В конце сентября, когда в маленьких палисадниках увядают разноцветные астры, звезда на Евиной щеке проснулась и начала распускаться. В классе появился Павел – новый ученик, которому начали поклоняться, как тезке апостолу. Он был высок, строен и хорош собой – снежнокожий, сероглазый, с римским профилем и охапкой пшеничных кудрей. Его отца перевели из столицы главным инженером на провинциальный завод. С таким одноклассником хотелось сойтись поближе: парни потянулись за дружбой, девочки за любовью. В длинном листе ожидания Ева оказалась последней, позади толстых и картавых, даже после соседской дочери с волосами цвета козы, разделенными на пробор с перхотью.

Так ужасно быть красивой лишь наполовину. Двадцать восьмого сентября Павла посадили с Евой. Она застыла на несколько часов, словно Галатея, боясь повернуть голову, чтобы не развеять миф. И целых пять уроков Ева была тихо счастлива. А на шестом пятно вызвали к доске. Задача по физике никак не хотела решаться быстро и правильно.

– Прекрати смотреть на меня одним глазом, заправь челку за ухо! Ты же из-за нее ничего не видишь! – приказала учительница.

Ева под дружное, но не дружеское хихиканье класса показала Павлу лакмусовую метку.

– Надеюсь, это не заразно, – сказал он и отодвинулся к краю парты.

А двадцать девятого сентября Павел пересел к более безопасной перхоти.

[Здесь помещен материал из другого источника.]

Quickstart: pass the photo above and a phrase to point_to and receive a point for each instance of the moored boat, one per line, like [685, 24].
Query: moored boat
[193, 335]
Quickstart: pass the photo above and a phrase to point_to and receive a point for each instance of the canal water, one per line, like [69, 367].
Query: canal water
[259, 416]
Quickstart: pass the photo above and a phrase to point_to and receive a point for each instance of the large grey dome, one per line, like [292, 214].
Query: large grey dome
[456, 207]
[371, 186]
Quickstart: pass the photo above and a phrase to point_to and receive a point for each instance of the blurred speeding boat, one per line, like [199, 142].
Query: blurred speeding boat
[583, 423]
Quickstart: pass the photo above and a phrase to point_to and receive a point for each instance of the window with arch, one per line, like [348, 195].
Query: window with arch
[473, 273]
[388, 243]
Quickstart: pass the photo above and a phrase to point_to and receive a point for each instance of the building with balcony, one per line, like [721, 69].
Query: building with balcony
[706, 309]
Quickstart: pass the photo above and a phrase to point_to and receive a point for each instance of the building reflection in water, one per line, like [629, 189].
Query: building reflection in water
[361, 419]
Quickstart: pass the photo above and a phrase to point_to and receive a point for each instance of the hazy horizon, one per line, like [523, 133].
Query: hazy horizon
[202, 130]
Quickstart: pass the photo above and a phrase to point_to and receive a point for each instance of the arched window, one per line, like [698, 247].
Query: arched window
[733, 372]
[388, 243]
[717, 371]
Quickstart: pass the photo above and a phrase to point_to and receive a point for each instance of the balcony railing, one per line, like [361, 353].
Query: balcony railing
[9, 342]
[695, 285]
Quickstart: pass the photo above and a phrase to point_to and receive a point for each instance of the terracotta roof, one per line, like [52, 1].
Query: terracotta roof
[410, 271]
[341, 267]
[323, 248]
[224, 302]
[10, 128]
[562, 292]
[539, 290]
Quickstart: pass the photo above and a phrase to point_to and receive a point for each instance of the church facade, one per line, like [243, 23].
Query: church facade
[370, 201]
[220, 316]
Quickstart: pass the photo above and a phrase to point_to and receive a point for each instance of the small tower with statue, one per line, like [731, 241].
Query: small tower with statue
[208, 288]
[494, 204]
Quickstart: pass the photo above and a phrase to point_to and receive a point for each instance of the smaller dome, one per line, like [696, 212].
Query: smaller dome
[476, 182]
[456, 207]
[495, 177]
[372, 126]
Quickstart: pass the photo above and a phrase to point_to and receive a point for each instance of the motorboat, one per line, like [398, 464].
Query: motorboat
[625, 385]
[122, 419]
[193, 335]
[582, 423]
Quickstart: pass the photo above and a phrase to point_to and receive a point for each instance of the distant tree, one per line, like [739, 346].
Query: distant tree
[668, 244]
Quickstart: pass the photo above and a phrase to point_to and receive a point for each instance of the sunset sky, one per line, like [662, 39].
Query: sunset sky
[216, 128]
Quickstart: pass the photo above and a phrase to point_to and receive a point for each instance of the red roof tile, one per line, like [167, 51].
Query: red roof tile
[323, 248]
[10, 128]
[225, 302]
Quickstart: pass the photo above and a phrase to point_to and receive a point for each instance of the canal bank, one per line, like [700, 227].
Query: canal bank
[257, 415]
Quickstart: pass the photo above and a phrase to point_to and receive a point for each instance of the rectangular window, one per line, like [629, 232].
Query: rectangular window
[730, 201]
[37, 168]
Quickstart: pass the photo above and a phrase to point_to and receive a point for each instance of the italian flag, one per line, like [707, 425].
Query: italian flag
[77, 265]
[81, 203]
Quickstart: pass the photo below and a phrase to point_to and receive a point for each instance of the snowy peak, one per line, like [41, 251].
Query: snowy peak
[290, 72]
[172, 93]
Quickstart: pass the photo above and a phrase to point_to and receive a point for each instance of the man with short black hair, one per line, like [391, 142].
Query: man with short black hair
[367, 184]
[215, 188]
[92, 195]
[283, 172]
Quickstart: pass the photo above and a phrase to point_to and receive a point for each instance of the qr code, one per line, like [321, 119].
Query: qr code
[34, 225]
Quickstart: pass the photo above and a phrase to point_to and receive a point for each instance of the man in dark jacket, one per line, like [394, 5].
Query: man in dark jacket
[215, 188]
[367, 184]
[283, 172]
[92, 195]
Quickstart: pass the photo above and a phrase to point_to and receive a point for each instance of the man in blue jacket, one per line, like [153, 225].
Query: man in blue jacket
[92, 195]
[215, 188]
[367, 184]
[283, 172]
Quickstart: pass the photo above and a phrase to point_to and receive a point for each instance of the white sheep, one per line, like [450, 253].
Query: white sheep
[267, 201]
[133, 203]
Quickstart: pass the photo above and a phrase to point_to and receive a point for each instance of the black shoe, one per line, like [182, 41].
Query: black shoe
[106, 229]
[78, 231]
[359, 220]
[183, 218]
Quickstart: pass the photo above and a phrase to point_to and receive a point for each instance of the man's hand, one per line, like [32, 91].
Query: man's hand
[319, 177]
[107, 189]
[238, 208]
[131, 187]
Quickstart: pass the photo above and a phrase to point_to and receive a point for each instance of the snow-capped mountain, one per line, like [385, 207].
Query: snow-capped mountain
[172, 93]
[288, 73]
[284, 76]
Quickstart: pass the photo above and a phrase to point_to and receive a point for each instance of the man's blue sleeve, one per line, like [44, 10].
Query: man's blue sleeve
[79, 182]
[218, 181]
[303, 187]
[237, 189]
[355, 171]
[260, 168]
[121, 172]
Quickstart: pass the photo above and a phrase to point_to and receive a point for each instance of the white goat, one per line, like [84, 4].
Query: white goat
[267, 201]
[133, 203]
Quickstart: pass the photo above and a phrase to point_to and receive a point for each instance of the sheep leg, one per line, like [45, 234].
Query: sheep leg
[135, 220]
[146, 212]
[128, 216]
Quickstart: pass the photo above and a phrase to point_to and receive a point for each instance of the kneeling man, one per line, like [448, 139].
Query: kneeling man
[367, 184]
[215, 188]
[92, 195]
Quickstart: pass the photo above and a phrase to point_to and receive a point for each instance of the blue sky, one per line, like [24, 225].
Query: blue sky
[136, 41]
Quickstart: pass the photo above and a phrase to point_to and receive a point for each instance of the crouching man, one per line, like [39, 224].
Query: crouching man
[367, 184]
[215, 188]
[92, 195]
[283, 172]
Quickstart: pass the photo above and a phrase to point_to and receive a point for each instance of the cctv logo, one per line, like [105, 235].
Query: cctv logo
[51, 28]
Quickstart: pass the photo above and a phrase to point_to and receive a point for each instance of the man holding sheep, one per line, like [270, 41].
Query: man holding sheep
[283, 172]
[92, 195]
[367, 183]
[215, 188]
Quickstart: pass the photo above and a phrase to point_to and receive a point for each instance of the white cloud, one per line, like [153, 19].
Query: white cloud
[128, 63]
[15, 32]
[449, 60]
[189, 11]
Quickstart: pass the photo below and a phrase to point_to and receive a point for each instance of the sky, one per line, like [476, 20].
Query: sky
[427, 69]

И теперь довольная соседская дочь блеяла на переменах громче черной козы. Недолго. Примерно до жертвоприношения козлят. Павел предпочитал разнообразие и подсаживался к одной, потом к другой… Прямоугольник класса быстро трансформировался в треугольник, а после в порочный круг. Павел приглашал девушек в кино, затем в кафе, после в гараж, где стоял его мотоцикл и автомобиль отца. Брал, что положено по роду (ну неспроста ведь этот римский профиль) и по статусу отца, а затем выбрасывал, как надкушенные червивые яблоки. Ева осталась нетронутой, хотя сама жаждала соблазнить Павла Эдемским плодом.

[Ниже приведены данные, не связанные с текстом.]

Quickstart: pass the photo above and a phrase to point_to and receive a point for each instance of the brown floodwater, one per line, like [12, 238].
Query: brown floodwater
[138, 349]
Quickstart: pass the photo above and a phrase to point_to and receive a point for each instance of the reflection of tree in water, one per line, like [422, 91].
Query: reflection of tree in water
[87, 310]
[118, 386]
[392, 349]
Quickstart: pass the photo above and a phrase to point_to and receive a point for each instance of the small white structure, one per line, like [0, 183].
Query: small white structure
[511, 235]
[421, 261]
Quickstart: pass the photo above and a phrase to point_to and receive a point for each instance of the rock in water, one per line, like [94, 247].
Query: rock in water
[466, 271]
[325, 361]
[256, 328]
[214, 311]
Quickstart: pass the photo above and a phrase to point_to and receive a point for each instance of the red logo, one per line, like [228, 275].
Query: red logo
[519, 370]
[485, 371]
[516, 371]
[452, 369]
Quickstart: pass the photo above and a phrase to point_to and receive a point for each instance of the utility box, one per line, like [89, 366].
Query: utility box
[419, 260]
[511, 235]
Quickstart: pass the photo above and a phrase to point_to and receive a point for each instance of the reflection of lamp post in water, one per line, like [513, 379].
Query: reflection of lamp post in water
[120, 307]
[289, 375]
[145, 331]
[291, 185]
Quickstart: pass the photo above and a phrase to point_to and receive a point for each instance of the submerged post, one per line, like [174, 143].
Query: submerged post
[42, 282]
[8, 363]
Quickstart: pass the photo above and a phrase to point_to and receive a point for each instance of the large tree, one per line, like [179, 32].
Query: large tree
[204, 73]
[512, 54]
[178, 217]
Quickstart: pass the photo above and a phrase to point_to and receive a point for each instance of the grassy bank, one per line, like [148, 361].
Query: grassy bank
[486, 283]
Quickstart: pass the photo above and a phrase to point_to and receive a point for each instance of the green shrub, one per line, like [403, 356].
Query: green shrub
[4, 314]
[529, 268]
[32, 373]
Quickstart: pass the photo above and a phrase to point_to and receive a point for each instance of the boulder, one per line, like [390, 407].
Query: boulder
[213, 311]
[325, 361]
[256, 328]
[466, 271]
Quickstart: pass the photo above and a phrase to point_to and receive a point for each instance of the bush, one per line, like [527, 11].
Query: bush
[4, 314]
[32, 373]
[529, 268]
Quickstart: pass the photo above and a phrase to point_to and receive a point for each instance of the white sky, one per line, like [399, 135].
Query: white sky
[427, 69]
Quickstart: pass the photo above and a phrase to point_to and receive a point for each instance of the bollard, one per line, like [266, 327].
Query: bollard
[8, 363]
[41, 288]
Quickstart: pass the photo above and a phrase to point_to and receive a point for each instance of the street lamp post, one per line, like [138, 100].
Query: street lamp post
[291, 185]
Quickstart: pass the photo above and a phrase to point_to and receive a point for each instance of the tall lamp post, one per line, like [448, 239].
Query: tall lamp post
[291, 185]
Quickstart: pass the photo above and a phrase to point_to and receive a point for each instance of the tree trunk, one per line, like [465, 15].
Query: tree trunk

Она высаливала слезами распустившуюся уже во всю щеку звезду, шлифовала ее о подушку и с горечью подсчитывала, как ходики отмеряют секунды, минуты, часы, дни, месяцы прожитые безответно. Не помогало. Звезда светила все ярче, лучи становились все длиннее. Один из них проник в Евин рот, и теперь, когда она говорила, складывалось впечатление, что она жует красную нить. Вот только нить не выводила из лабиринта, а наоборот, заставляла страдать сильнее, сильнее, еще сильнее. Раньше в школе над ней смеялись, теперь же брезговали и никак не могли оторвать взгляд от щеки, как от уродства прокаженного.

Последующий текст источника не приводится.